When I was a little girl, my father smoked. In fact, one of my first memories of him was listening to Herb Albert and the Tijuana Brass, playing on the front porch while he smoked a cigar.
He had a three packs a day habit. In the early '60s, a lot of people smoked. My paternal grandmother smoked. My uncles and aunts. To this day, I love the smell of a lit cigarette.
My older brother and I would ride with Dad to the drug store -- he in his stocking feet -- and run inside for a pack. Can you see it? A five or four year old going up to the counter with a dollar and asking for a pack of Camels?

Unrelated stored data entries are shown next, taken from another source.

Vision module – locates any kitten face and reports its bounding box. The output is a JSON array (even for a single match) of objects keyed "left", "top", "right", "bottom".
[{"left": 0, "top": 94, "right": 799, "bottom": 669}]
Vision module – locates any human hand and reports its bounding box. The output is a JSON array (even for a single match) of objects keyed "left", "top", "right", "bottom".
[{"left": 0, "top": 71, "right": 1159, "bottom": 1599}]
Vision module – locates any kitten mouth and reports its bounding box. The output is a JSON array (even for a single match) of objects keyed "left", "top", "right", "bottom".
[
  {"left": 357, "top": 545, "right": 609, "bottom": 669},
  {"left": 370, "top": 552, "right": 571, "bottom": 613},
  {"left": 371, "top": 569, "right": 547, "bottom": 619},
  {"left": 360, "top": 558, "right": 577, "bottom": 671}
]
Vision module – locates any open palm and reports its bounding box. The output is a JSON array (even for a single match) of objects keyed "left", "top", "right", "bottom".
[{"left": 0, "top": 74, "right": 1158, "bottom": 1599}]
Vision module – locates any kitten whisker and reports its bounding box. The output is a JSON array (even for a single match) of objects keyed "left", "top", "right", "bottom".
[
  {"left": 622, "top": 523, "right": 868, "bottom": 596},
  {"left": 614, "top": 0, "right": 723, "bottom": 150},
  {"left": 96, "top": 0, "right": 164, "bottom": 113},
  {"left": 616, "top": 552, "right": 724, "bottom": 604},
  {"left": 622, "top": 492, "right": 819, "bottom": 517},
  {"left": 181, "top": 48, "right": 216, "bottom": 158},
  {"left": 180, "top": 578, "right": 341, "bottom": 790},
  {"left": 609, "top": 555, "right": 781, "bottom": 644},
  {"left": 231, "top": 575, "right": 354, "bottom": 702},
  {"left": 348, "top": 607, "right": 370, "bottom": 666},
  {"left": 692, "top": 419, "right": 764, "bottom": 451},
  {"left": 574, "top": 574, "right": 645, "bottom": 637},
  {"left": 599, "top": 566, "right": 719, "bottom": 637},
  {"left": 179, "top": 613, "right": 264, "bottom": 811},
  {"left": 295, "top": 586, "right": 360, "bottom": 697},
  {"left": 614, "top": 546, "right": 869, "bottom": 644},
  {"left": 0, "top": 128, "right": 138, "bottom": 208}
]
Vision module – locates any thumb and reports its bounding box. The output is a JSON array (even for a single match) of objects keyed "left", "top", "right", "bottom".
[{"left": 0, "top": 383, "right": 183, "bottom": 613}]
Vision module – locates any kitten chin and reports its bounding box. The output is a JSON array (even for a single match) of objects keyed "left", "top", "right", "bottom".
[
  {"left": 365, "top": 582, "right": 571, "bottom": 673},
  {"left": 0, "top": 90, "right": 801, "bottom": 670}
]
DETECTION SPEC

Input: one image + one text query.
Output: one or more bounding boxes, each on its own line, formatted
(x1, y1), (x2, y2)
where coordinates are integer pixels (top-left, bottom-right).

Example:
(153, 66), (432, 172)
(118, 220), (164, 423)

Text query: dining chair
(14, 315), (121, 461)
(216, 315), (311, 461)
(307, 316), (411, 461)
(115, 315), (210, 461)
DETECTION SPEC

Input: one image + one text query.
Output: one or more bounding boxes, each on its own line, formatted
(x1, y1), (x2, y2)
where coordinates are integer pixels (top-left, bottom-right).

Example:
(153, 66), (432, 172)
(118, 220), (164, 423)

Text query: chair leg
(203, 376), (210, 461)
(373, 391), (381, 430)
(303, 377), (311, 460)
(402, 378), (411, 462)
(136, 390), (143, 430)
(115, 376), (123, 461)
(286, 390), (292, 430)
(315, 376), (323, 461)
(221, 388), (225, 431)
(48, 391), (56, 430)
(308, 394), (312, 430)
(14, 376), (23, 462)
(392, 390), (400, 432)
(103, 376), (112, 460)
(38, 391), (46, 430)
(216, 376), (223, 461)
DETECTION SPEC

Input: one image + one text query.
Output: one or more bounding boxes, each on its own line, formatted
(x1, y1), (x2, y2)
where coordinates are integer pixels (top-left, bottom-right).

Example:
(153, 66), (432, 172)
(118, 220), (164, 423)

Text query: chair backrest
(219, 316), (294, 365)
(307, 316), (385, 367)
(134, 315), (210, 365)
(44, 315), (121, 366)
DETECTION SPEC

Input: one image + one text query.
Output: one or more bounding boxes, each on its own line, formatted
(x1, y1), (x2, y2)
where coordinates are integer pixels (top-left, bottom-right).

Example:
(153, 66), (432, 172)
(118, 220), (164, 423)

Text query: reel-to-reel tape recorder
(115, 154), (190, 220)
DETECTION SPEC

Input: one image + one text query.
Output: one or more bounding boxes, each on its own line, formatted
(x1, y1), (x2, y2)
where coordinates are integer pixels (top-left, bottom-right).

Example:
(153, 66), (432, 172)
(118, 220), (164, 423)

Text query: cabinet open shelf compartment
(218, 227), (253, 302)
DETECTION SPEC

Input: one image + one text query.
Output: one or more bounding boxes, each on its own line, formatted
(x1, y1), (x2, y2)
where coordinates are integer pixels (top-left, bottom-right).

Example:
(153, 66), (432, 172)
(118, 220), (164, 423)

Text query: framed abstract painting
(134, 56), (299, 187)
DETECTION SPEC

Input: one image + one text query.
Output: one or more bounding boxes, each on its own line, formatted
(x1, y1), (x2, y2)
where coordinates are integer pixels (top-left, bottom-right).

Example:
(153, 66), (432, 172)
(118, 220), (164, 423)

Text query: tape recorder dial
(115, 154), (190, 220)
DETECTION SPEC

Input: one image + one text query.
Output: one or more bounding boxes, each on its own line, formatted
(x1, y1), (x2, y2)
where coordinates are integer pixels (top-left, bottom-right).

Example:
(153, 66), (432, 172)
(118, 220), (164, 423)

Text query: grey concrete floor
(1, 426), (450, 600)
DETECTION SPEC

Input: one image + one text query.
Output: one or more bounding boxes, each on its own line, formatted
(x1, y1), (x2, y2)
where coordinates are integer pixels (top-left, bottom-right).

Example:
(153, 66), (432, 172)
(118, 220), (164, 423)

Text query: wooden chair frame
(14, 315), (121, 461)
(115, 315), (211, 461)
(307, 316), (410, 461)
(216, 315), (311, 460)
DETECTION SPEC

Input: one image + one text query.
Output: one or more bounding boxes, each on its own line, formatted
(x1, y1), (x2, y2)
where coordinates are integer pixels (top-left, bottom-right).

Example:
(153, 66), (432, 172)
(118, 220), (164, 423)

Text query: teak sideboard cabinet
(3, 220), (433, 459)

I'm not sure how my Mom came to this notion, but she started to pray for my dad to quit smoking. I'm not sure if he wanted to or if she thought he should. She didn't nag him. My brothers and I were not subject to big fights over cigarettes.
Every day she had my older brother and then younger brother (there were only 3 kids then) pray for Dad to quit smoking.
"Let's ask Jesus to help Daddy give up cigarettes."
So we did.
One day my dad opened a new pack of cigarettes, lit up, but spit it out. It tasted bitter. He tried a different cigarette. Then a different pack of cigarettes. All bitter. The taste and desire to smoke was gone.
For the rest of his life, Dad never smoked again. He didn't even have a craving.
What an impression to leave on a young girl's heart. My mom demonstrated faith and holiness, and the heart of Jesus, by teaching us to pray.
I wish I still had the faith of my four-year-old self.
Thanks, Mom. What a terrific inheritance.